The Lost Generation…this is a story that merits tracking…
Some researchers call them “disconnected,” young people who are neither in school nor the workforce. Their numbers appear to be growing, both in this country and abroad, and researchers estimate their number include twice as many males as females. Here’s the Guardian’s summary of recent research in England.
Tags: disconnected


September 12th, 2009 at 8:41 am
This is a problem, but I think it is only a coincidence that it has to do with the young. Ask any 50 year old who loses their job and finds it very hard to get another one because they are too old. I think the real problem is simple to explain but insoluble. Everyone is now in the work force but there simply isn’t enough to be done to keep everyone employed. And society puts the onus on the person to get employed rather than on the employment system to create enough jobs for everyone.
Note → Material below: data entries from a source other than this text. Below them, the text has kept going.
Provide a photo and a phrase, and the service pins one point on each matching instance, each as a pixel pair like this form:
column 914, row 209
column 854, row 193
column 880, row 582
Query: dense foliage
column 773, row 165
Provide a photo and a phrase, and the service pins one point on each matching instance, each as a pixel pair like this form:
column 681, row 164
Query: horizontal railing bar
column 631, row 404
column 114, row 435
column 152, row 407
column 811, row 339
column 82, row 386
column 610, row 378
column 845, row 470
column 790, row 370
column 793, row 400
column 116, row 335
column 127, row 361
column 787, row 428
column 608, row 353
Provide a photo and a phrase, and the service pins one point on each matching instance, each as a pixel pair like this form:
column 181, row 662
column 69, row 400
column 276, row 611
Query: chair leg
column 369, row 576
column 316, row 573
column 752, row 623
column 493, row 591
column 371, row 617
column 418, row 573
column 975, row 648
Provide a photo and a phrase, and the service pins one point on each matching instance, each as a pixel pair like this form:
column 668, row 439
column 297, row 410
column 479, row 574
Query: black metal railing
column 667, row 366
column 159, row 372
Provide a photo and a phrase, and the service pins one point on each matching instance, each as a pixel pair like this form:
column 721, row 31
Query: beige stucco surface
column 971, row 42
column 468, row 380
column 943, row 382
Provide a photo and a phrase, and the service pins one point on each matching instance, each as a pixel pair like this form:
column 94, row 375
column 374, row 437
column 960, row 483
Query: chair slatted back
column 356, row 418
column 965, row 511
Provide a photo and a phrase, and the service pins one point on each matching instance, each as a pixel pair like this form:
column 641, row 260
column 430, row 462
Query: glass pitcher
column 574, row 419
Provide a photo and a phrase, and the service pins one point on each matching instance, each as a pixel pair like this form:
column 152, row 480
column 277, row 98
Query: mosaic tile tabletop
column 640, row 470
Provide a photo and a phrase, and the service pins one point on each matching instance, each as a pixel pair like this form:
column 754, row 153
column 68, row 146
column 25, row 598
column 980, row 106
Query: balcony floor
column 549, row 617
So what many employment systems are really about is making people more competitive as potential employees vis a vis their peers. Think of it. If boys were doing as well as girls, girls wouldn’t have the academic advantages they now enjoy, not because they wouldn’t be trying as hard but simply because the competition would be doing better. This is why we tell boys in the ghetto not to strive to be an NBA star. It could happen but, even with their best efforts, the competition is huge. But becoming, say, an engineer, is completely within one’s own level of effort. It is not dependent on the competition messing up. And it could be worse and it may become worse. People need to do something with their lives but we have taken one of the old full time occupations and made it a four letter word. That occupation is full time housewife and mother. Maybe we can evolve to househusbands and fathers considering the way that boys and now many men are crashing and burning. But that is not likely. Kurt Vonnegut’s novel “Player Piano” is an interesting fictional look at this whole problem.